English

• 1. INTRODUCTION

  Supramolecular complexes have attracted much attention in recent years due to their interesting structures and potential applications in fluorescence, electrochemistry, magnetism, catalysis, gas storage and so on^[1-8]. So far, many interesting supramolecular complexes have been designed and prepared by molecular design and crystal engineering methods, but it is still very difficult to obtain the target complexes with expected structures and properties. In the preparation of complexes, many factors may affect the structures of complexes, such as the coordination geometry of metal center, the structure of organic ligand, metal ligand ratio, pH value, solvent and even temperature^[9-13]. In addition, non-covalent interactions such as hydrogen bonds, π-π stacking interactions and anion-π interactions play important roles in the formation of various supramolecular structures^[14-25].

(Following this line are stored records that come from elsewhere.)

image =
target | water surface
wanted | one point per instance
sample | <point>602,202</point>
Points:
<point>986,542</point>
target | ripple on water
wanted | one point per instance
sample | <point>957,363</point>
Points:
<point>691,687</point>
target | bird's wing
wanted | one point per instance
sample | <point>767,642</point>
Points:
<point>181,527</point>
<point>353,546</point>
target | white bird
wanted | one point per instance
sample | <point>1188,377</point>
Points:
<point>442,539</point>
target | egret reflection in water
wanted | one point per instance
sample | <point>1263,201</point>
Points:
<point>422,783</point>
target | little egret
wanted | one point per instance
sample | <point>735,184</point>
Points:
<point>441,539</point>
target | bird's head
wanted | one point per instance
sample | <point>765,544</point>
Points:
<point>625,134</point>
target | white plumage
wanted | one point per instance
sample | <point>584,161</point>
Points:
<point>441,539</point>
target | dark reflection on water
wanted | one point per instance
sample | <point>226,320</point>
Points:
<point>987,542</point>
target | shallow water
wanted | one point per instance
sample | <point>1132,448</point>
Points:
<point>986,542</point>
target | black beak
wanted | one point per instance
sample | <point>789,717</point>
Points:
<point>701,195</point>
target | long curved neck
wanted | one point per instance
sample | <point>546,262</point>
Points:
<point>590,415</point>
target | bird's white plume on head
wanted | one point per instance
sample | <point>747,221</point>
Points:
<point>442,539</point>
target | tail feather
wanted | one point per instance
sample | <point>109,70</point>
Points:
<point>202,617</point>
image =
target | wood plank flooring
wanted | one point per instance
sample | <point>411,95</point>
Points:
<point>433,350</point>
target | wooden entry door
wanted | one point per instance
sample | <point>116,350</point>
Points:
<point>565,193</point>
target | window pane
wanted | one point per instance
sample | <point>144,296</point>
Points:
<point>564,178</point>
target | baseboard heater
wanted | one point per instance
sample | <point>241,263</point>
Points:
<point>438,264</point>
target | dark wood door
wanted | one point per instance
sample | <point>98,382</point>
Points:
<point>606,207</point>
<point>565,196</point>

  In our previous studies, we reported the diversity of reactions of a polydentate ligand 2-morpholine-4-yl-4, 6- di-pyrazol-1-yl-1, 3, 5-triazine (L) with different metal ions such as Co(II), Mn(II), Cr(III) and Fe(III)^[22]. Recently, when we used ligand L to react with NiCl₂·2H₂O, an interesting coordination polymerization isomerism phenomenon appeared. A pair of nickel(II) supramolecular complexes monomer and dimer, (1) and (2), were synthesized under different temperature conditions, and their syntheses, crystal structures, non-covalent interactions and properties were discussed.

  2. EXPERIMENTAL

  2.1 Materials and methods

  The solvents used in the reactions were dried according to standard procedures. All chemicals were obtained from commercial sources with reagent grade and used without further purification. The polydentate ligand L was prepared according to the literature^[26]. C, H and N analyses were carried out using Vario elemental analysis III instrument. The FT-IR spectra were recorded on a Bruker Vector 22 infrared spectrometer using the KBr pellet method. Thermogravimetric (TG) analysis was carried out on a locally produced HCT-2 thermal analysis system. The sample was loaded in a sealed aluminum crucible (5~10 mg) and heated from room temperature to 800 ℃ at a heating rate of 10 ℃/min under nitrogen atmosphere in order to avoid oxidization. UV/Vis/NIR diffuse-reflectance spectra were obtained with a Cary 500 UV/Vis/NIR spectrophoto- meter. BaSO₄ powder was used as reference (100% reflectance). The fluorescence analysis was applied to characterize 1, 2 and L in the aqueous solution (1 × 10^–5 mol·L^–1) at room temperature.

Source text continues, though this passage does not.